You’ll recall that Graham put a hold on Senate nominees after the 60 Minutes report, a campaign that flagged when the story was discredited.
Meanwhile, Logan had been speaking increasingly often about her politics, both on television and in paid speeches, to the point that some at CBS News wondered that the higher-ups didn’t object; they did, but only after the botched Benghazi report.
3. Logan’s Colleagues Viewed Her as a Loose Cannon
Hagan’s piece is chock-full of quotes from Logan’s colleagues throughout her career calling her reckless, sometimes to the point of potentially endangering her crew. “It’s not an accident that Lara Logan fucked up,” one, albeit anonymous, colleague told Hagan. “It was inevitable. Everybody saw this coming.”

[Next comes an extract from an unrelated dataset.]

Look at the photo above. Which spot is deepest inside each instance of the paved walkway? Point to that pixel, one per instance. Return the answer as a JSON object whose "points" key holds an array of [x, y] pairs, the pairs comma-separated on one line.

Hagan paints her as almost addicted to risk, which he intimates may have in part led to the Benghazi debacle. After she was sexually assaulted by a mob in Tahrir Square, CBS was reluctant to send her back out into the field, instead assigning her pieces on Aerosmith and the like. The Benghazi story, involving both a part of the world and the types of people (military contractors and employees of private security firms) with which Logan was familiar, seemed perfect for her, but it also allowed a shot of risk by proxy. In short, affinity bias may have made this story more attractive to Logan than its merits permitted.
4. CBS News’ Fact-Checking and Oversight Systems Failed
Hagan detailed the confluence of events in CBS News that led to a lack of oversight “perfect storm.” Fager, who liked Logan, was overseeing 60 Minutes; Fager’s policy of relying more on books and movies as source material meant Logan and her producer leaned heavily on Dylan Davies’ book, which they figured was fact-checked; a Fager appointee was in charge of vetting the segment, and “didn’t ask the boss’s star the tough questions”; and the senior vice-president of standards and practice, who reviewed segments before they were aired, had left the company and not yet been replaced. “Logan was free to operate as she chose,” Hagan wrote.
5. So Did the Model of Correspondent-Driven Reporting
Hagan read Logan’s ability to shepherd a piece like this through as part and parcel of a correspondent-driven subsection of the news media, in which an individual’s brand becomes a badge for the quality of their stories, a model upon which 60 Minutes, with its banner correspondents like Mike Wallace, has long relied.
Logan got her start working under Christine Amanpour (whom she suspects kept her down), was later shunted aside during the Iraq War by Dan Rather, and finally came into her own as a correspondent whose reputation, like Amanpour’s and Rather’s, preceded her. And, as was the case with Rather, that reputation may have worked too much as a substitute for confirmation: “Logan’s own credulity, it seems,” Hagan wrote, “was the central pillar of the report.”
That it is central to the 60 Minutes model has not escaped attention:
“The party line that Jeff is taking—‘She’s got to make amends for her transgression’—is to perpetuate the fiction that these pieces belong to the correspondents,” says Steven Reiner, a former 60 Minutes producer who once worked with Logan, “which 60 Minutes has to perpetuate. She’s got to take the hit. But he’s really saying, ‘We failed her; the system failed her.’ ”
[Correction: This article misidentified the CBS head as Jeff Fagan. Correct name is Jeff Fager. We’ve updated to reflect this.]